人口約80万人、国土は九州ほどの小国ながら、“ヒマラヤの麓の仏教国”という秘境めいた響き、あるいは“世界一幸せな国”というコピーは好奇心をくすぐる。そうして人々を引き寄せる観光が、この国の主要産業となっている。
そのブータンが2022年9月、コロナ明けの再開国にあたり、国のリブランディングを行った。ただ外向きにブータンをよく見せるようなものではない。国の未来を担う、国家プロジェクトだ。
手掛けたのは、英国のブランディングエージェンシー「MMBP & Associates」。ライフスタイル誌「MONOCLE」のクリエイティブスタジオ出身のJulien Beaupré Ste-MarieとHank Parkが2017年に共同創業。エアカナダやレクサスなど大型案件の実績と、MMBPとして韓国エンタメ大手「CJ ENM」の刷新が注目され、「人づてにブータンの話が舞い込んできた」という。
再開国から始まる新しいブータン
ブータンのリブランディングの目的は2つ。ひとつは、再開国に伴う観光税(持続的国土開発費)の増額をフォローするため、もうひとつは、国民に未来を示すためだ。世界でオーバーツーリズムが叫ばれる前から「High Value Low Volume(高価値&少量)」という方針を貫いてきたブータンは、1991年に一人1日あたり65ドルという観光税を導入。加えて、滞在中にガイドや宿泊などに所定の金額を使うというルールを設け、観光を財源として活用しながら、資源を守ってきた。
「今回、その観光税が約3倍の200ドルに引き上がりました。この意味を訪れる人に理解してもらう必要があります。また、観光業はこの国の第二の産業であり、あらゆる業界、多くの国民の生活にも関わるものでもある。経済、教育、公共サービス含め、全方位的に改革を押し進めていくことになるため、それを体現する“ブランド”が求められたのです」と、Julien Beaupré Ste-Marie(マネージングディレクター、以下ジュリアン)は語る。

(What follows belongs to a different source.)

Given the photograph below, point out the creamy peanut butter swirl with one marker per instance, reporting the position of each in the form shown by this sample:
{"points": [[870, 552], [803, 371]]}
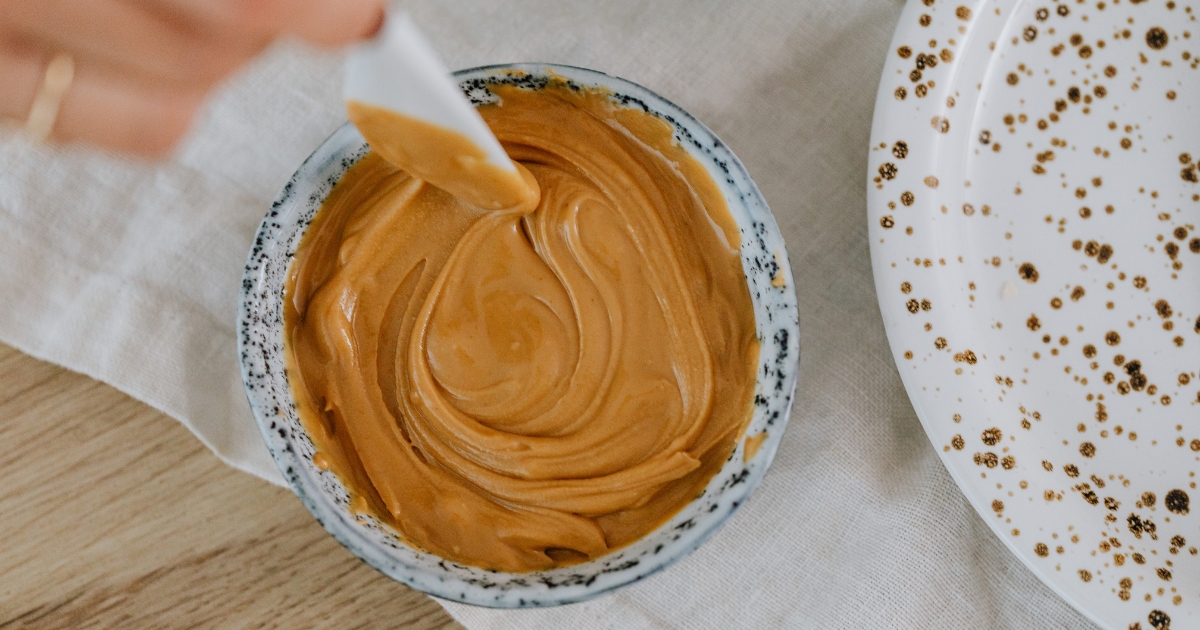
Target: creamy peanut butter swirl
{"points": [[532, 387]]}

再開国を機に、国のエンジンである観光を軸に、国が変革していく。それを国民に示すことこそが、もうひとつの目的だ。
「古く伝統的なこの国で、若者は『私たちの将来はどうなるのか? 寺で働くのか? 僧侶になるのか?』と不安視している。国として、特に彼らにビジョンを示したがっていました」と、Hank Park(アートディレクター、以下ハンク)は、補足する。